= Laurens Anderson =

American biochemist (1920–2018)

Laurens Anderson (May 19, 1920 – November 6, 2018) was an American biochemist.

== Early life and education ==
He was born on May 19, 1920, in South Dakota, to parents Adolf and Mary E. (Slaughter) Anderson. The family later moved to northeast Wyoming. Anderson's father died when he was eight, and he was later sent to live with an aunt in Belle Fourche, South Dakota, where he attended high school. Upon graduating at the age of fifteen, Anderson enrolled in normal school and taught for two years before enrolling at the University of Wyoming, where he joined the Reserve Officers' Training Corps.

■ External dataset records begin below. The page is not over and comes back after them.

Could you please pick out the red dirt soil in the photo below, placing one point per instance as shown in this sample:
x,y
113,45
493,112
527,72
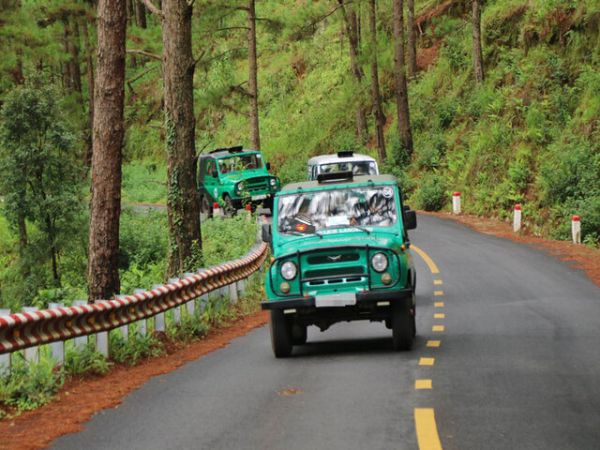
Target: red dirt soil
x,y
79,399
579,256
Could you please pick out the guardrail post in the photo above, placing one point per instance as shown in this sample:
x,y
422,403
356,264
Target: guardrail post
x,y
517,218
124,328
5,358
81,341
159,319
32,354
456,203
102,339
233,293
177,309
143,329
576,229
57,349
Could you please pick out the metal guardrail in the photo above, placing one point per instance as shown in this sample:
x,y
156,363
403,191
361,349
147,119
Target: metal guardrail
x,y
28,329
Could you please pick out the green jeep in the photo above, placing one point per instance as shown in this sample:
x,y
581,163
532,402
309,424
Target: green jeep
x,y
234,177
340,253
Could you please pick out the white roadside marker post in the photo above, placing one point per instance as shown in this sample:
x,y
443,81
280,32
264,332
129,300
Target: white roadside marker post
x,y
32,354
5,358
517,218
456,203
57,349
576,229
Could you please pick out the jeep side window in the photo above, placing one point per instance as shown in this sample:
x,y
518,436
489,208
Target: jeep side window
x,y
210,168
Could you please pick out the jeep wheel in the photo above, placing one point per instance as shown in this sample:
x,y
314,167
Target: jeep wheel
x,y
281,334
205,206
403,328
299,334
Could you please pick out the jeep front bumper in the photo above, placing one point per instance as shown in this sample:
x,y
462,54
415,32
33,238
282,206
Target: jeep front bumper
x,y
365,298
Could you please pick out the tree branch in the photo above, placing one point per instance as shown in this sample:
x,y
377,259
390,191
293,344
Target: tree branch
x,y
134,51
152,8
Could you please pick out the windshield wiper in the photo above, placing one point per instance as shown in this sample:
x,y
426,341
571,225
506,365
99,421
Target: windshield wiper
x,y
359,227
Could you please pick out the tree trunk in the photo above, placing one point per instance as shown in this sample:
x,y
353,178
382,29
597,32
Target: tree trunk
x,y
477,54
108,132
90,79
72,70
400,78
352,33
252,75
140,14
412,40
377,109
182,199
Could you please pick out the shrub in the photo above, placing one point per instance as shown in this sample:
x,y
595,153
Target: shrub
x,y
29,385
431,192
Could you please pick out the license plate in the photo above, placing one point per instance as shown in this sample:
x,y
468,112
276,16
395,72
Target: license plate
x,y
333,300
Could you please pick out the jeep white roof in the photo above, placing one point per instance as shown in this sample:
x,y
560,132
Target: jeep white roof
x,y
331,159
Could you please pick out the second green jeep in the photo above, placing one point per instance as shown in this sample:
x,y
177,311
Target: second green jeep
x,y
340,253
234,177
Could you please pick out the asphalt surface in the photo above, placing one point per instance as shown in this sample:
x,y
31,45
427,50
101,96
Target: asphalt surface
x,y
518,367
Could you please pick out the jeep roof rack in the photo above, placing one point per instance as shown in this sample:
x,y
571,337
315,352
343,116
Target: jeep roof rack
x,y
235,149
334,176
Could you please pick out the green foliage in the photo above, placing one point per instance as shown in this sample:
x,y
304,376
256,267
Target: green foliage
x,y
431,194
136,348
29,386
85,361
219,234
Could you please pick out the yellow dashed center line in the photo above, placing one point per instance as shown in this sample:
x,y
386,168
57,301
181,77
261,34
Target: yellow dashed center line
x,y
432,266
426,361
422,384
427,435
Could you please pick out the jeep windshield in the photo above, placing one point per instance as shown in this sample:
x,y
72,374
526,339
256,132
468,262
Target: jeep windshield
x,y
238,163
355,207
356,167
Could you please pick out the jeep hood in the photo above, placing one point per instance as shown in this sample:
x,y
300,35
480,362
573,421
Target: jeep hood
x,y
341,238
246,174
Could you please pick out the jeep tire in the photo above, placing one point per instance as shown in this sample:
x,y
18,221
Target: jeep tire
x,y
281,334
299,334
403,327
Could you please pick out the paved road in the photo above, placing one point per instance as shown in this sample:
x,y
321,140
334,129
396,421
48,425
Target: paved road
x,y
517,367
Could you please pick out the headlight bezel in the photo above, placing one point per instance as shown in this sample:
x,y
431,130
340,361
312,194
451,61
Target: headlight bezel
x,y
380,262
288,276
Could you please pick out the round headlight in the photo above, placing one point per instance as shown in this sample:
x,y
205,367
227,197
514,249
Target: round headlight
x,y
379,262
289,270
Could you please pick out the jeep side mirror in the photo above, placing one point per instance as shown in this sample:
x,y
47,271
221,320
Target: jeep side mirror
x,y
410,218
266,233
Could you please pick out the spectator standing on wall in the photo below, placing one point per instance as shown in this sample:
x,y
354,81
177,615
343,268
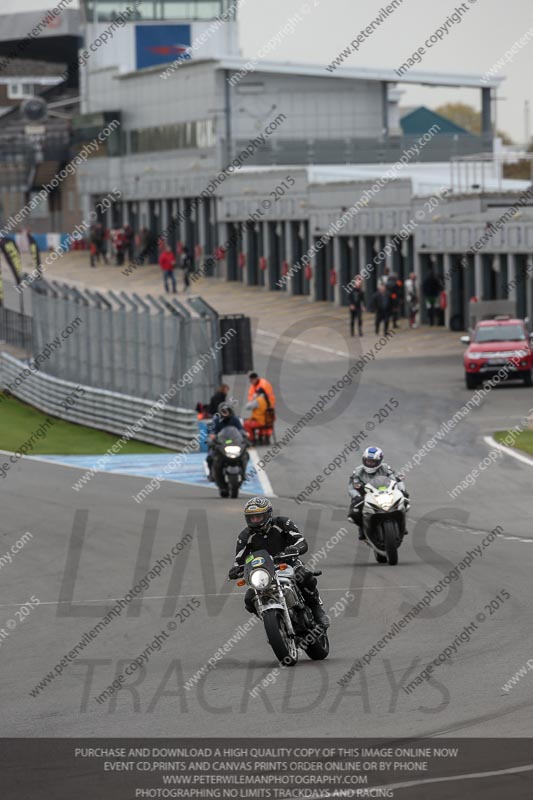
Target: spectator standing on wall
x,y
129,242
98,238
188,268
148,246
411,296
357,306
394,288
431,288
381,304
167,262
383,280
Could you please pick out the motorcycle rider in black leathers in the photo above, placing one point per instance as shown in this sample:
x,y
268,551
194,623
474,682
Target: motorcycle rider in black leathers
x,y
372,465
224,418
276,535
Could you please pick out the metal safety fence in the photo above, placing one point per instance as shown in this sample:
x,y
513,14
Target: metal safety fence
x,y
16,329
124,343
166,426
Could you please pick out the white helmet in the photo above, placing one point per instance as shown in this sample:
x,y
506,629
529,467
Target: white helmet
x,y
372,459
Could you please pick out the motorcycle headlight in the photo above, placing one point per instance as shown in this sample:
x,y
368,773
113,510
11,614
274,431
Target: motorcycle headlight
x,y
260,579
232,450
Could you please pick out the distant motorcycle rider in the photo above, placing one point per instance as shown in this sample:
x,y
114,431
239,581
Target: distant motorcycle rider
x,y
372,465
276,535
224,418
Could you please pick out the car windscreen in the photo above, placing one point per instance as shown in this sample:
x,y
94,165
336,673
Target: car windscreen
x,y
500,333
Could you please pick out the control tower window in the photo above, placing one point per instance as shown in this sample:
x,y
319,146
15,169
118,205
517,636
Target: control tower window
x,y
108,10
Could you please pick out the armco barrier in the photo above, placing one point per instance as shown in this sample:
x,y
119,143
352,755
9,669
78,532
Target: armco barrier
x,y
170,427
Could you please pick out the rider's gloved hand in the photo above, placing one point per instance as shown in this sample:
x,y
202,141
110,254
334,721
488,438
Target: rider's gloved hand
x,y
291,551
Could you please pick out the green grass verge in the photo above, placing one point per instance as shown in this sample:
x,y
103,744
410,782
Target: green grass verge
x,y
18,421
523,441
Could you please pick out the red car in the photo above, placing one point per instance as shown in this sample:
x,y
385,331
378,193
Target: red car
x,y
496,343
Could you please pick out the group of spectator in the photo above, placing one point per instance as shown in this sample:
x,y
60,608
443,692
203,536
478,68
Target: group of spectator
x,y
388,300
120,244
168,262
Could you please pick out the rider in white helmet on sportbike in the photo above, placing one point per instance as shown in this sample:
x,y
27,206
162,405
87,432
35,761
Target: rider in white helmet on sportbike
x,y
372,465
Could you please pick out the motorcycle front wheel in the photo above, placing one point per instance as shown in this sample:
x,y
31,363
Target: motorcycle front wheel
x,y
279,640
390,538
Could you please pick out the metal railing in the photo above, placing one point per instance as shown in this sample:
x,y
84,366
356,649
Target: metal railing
x,y
168,426
16,329
139,346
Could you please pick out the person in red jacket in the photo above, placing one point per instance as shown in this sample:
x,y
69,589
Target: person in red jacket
x,y
167,262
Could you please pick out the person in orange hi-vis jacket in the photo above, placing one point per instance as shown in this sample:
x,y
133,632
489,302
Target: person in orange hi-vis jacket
x,y
257,383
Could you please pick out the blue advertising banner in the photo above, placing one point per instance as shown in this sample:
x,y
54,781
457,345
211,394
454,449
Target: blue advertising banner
x,y
161,44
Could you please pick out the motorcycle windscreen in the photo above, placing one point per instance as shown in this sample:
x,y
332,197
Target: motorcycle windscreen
x,y
380,482
260,558
231,436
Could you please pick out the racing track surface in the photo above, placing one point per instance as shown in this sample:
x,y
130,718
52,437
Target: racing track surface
x,y
463,698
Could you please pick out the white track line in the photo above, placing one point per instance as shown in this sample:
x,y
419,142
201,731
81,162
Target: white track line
x,y
508,450
305,344
211,594
262,477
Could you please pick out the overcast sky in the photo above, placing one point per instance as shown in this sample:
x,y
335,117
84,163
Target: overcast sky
x,y
487,31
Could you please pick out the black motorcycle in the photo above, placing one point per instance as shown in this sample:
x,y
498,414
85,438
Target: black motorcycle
x,y
230,459
288,620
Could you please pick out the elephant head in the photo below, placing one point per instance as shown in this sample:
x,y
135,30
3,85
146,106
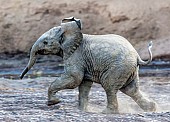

Anderson earned his bachelor's degree in 1942 and served in the United States Army Air Forces between January 1943 and August 1945.

== Career in biochemistry ==
Anderson returned to school in 1946, completing his doctorate in biochemistry at the University of Wisconsin–Madison in 1950. Anderson's postdoctoral research took place overseas, in Zürich, Switzerland. He began teaching at his alma mater in 1951, and was appointed Steenbock Professor of Biomolecular Structure in 1981. Anderson held the professorship until retirement in October 1986, when he was granted emeritus status. Over the course of his career, Anderson won the Claude S. Hudson Award (1984), and served as editor of the journal Carbohydrate Research.

== Death ==
He died on November 6, 2018, aged 98.